ParseKit
Parse() is a comprehensive Delphi-based toolkit designed to streamline the entire process of compiler construction. By providing a unified API, it allows developers to define a custom programming language’s syntax and logic within a single configuration object. The system manages the complex transition from source text to native binaries.
Install / Use
/learn @tinyBigGAMES/ParseKitREADME

What is Parse()?
Parse() is a compiler construction toolkit. You define the language. It handles the rest.
Parse() is a Delphi library that gives you a complete, configurable compilation pipeline in a single fluent API. You describe your language: its keywords, operators, grammar rules, and code generation, through one configuration object. Parse() runs that description through a full source-to-binary toolchain: tokenizer, Pratt parser, semantic engine, C++23 emitter, and Zig-based native compiler.
// This is your entire language definition.
// One config object. One Compile() call. One native binary.
LParse.Config()
.AddKeyword('print', 'keyword.print')
.AddOperator('(', 'delimiter.lparen')
.AddOperator(')', 'delimiter.rparen')
.AddStringStyle('"', '"', PARSE_KIND_STRING, True);
LParse.Config().RegisterStatement('keyword.print', 'stmt.print',
function(AParser: TParseParserBase): TParseASTNodeBase
var
LNode: TParseASTNode;
begin
LNode := AParser.CreateNode();
AParser.Consume();
AParser.Expect('delimiter.lparen');
LNode.AddChild(TParseASTNode(AParser.ParseExpression(0)));
AParser.Expect('delimiter.rparen');
Result := LNode;
end);
LParse.Config().RegisterEmitter('stmt.print',
procedure(ANode: TParseASTNodeBase; AGen: TParseIRBase)
begin
AGen.Stmt('std::cout << ' +
LParse.Config().ExprToString(ANode.GetChild(0)) + ' << std::endl;');
end);
LParse.SetSourceFile('hello.mylang');
LParse.Compile();
The target is always C++ 23, compiled to a native binary via Zig/Clang.

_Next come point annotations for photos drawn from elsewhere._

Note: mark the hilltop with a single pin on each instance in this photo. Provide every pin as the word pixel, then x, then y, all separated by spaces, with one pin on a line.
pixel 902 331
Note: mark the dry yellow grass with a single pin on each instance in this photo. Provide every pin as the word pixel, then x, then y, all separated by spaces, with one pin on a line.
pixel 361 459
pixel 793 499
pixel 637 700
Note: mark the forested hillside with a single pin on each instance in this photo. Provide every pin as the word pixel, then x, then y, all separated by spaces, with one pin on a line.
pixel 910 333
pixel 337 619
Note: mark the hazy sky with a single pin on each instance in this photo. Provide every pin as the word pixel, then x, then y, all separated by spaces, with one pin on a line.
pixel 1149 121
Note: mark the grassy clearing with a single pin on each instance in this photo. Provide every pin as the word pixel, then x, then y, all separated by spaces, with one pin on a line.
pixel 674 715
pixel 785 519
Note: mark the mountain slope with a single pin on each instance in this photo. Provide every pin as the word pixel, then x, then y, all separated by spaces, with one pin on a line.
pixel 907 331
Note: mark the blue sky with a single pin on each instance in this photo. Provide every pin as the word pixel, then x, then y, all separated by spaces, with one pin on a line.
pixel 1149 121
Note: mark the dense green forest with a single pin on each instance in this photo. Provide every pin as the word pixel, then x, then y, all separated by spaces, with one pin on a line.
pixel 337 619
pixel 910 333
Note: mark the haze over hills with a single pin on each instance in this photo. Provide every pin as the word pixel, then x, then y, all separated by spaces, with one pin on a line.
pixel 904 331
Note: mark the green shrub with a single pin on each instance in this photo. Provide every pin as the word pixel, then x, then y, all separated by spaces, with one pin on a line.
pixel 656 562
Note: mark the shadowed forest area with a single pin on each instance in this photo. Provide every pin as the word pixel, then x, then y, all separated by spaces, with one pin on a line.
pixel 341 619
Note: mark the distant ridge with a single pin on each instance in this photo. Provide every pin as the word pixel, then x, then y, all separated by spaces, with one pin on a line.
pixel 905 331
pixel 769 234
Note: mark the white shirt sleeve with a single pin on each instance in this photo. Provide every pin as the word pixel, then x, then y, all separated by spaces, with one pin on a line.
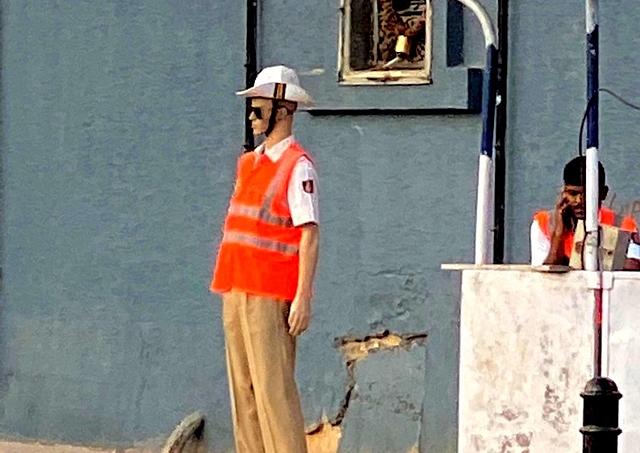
pixel 540 245
pixel 302 193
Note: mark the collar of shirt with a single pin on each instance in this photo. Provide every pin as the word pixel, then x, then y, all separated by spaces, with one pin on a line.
pixel 275 152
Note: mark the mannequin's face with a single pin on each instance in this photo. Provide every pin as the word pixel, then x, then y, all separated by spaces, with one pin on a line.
pixel 259 117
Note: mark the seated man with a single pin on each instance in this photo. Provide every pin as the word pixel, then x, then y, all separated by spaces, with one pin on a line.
pixel 552 231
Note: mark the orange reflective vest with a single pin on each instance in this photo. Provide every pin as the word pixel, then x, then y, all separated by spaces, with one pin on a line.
pixel 258 254
pixel 607 217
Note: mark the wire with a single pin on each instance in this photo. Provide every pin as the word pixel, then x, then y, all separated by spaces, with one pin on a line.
pixel 591 101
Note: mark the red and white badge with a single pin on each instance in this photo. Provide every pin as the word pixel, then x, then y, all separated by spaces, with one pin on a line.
pixel 307 185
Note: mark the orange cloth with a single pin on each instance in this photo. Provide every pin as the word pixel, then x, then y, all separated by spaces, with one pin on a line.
pixel 607 217
pixel 259 250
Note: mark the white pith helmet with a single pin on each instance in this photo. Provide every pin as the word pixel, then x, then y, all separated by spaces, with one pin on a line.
pixel 278 82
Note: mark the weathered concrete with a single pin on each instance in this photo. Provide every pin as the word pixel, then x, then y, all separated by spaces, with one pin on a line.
pixel 527 352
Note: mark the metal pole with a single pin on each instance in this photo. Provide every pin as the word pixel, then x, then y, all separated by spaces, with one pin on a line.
pixel 484 228
pixel 501 131
pixel 251 66
pixel 601 397
pixel 592 184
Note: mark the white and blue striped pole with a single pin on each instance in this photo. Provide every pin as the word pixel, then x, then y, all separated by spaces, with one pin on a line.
pixel 591 180
pixel 484 207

You never write C++ and you never configure a build system. Parse() generates, compiles, and optionally executes the result in a single call.
🎯 Who is Parse() For?
Parse() is for developers who want to build a programming language without spending six months on infrastructure. If any of the following describes you, Parse() is worth a look:
- Language designers: You have a syntax idea and want to see it run as a native binary this week, not next year. Parse() handles every stage from source text to executable. You focus on the language design.
- Domain-specific language authors: Build a DSL for configuration, scripting, query, or automation that compiles to native code rather than being interpreted. No external runtime, no JVM, no Python dependency.
- Compiler students and researchers: Learn real compiler construction techniques: Pratt parsing, scope analysis, AST enrichment, code generation, through working implementations, not textbook pseudocode.
- Tool builders: Build code generators, transpilers, or custom build pipelines around a language you define. Parse() fits naturally into developer tooling and build-time workflows.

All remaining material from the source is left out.